The Vicious Predator
A well-known culture has given piranhas a very bad reputation as "vicious" predators, the department says. But there is a possibility of them going after "dead or dying" prey. Still, wildlife officials say if anybody should come across one they should "use caution." According to the Georgia Aquarium, the "stocky" fish are usually between 6 and 8 inches long and possess a "reddish belly."

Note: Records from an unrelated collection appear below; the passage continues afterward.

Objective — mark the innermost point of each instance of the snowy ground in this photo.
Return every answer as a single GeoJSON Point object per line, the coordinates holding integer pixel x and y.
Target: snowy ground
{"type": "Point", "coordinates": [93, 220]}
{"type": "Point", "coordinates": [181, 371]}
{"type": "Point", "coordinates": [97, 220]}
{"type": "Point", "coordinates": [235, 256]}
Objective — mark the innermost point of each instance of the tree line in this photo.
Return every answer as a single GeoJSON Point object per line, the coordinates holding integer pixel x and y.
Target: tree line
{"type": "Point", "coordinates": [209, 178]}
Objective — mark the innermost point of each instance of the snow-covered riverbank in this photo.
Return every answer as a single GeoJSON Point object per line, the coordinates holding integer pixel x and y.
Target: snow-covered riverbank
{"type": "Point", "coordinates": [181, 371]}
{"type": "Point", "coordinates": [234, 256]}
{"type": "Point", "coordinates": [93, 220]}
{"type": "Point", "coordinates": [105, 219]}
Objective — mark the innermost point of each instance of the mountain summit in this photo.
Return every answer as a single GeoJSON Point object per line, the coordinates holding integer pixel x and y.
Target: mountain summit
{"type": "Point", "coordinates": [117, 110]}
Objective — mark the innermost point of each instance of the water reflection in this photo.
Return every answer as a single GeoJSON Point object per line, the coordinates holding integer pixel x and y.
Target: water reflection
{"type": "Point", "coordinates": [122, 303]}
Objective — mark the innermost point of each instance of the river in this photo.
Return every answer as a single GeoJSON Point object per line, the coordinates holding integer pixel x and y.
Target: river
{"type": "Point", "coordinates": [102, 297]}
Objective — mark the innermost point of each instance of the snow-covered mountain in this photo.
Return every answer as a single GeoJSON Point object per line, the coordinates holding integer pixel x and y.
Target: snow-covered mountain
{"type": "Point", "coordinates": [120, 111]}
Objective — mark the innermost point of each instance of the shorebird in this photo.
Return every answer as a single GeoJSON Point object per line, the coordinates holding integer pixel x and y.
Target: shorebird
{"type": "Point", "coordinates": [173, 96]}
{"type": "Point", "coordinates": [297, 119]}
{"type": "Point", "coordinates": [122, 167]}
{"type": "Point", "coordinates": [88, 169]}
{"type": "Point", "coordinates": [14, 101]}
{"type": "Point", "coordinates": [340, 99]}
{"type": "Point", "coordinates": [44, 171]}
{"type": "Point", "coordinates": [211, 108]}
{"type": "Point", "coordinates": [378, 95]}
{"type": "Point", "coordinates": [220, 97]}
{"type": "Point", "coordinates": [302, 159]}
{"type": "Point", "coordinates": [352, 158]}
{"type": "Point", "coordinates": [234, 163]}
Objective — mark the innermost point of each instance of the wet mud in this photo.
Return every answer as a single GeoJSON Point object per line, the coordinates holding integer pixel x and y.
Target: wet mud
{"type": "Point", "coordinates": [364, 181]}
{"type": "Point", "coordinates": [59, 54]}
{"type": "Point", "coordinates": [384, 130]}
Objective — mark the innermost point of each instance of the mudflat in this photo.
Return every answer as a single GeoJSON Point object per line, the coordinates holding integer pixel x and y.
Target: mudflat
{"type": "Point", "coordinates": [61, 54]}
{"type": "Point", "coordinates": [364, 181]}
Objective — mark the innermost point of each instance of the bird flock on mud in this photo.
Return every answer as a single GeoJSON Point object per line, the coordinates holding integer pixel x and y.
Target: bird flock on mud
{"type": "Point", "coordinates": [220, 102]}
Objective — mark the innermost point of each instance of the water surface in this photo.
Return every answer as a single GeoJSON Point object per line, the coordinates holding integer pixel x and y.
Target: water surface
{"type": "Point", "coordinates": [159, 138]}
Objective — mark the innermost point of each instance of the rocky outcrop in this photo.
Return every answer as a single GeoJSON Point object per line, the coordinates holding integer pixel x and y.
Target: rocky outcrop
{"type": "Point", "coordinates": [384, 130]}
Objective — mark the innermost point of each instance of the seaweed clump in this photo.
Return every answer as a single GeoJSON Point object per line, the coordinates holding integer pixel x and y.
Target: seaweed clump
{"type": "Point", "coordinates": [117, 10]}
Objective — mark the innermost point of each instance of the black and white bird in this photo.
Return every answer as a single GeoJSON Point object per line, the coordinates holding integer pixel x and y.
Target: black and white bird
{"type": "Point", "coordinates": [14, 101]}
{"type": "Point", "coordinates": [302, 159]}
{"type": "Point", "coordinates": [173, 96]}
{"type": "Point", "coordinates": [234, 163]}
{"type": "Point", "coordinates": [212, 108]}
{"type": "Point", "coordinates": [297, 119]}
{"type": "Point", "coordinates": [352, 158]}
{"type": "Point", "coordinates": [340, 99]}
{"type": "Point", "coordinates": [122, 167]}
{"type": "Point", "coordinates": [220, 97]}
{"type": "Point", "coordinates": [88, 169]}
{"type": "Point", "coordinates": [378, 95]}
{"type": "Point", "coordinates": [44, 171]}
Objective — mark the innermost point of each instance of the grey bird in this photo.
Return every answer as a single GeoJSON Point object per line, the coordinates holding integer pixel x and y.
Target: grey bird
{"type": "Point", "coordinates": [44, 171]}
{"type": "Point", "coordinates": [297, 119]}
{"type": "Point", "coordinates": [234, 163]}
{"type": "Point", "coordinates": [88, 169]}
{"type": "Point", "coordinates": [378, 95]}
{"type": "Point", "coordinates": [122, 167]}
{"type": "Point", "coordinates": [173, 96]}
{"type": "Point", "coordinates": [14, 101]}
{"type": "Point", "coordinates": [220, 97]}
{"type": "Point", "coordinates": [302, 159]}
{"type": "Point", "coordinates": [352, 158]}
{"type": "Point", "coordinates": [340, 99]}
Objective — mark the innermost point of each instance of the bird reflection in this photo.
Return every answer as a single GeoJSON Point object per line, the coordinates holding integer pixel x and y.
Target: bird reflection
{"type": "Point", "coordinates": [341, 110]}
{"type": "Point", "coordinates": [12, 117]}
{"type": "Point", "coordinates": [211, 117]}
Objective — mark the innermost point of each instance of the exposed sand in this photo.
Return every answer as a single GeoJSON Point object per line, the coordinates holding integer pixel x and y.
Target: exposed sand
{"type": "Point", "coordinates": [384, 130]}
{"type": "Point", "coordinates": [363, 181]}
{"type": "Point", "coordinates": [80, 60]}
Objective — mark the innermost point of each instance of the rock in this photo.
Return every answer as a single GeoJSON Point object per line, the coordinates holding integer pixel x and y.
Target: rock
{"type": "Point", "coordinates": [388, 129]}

In spite of being less aggressive than mostly believed, they possess sharp teeth and powerful jaws and can still "inflict severe bites." They're "extremely predaceous" and usually eat worms, snails, insects, and plants but will "nip" other fish at times, the Georgia Aquarium says. States, like Louisiana, don't permit the sale of red piranha over concerns people might free them into the wild, where they could "increase in number and feed upon endemic fishes," according to the aquarium.
The aquarium says incidents like this have been reported in Virginia, Texas, Oklahoma, Ohio, Michigan, Minnesota, Massachusetts, Hawaii, Pennsylvania, and Florida.
"Piranha," also referred to as piraya or caribe, any of the 60 species of razor-toothed carnivorous fish of South American lakes or rivers, with a bit exaggerated reputation for aggression. In movies like Piranha (1978), the piranha has been portrayed as a ravenous indiscriminate killer. Almost all species, however, are scavengers or consumes plant material.
Most species of piranha never grow bigger than 2 feet (60 cm) long. Colors differ from silvery with orange undersides to nearly completely black. These common fishes possess saw-edged bellies, deep bodies, and large, totally blunt heads with powerful jaws with sharp, triangular teeth that meet in a scissor-like bite. Some 12 species known as wimple piranhas (genus Catoprion) survive only on morsels nipped from the scales and fins of other fishes.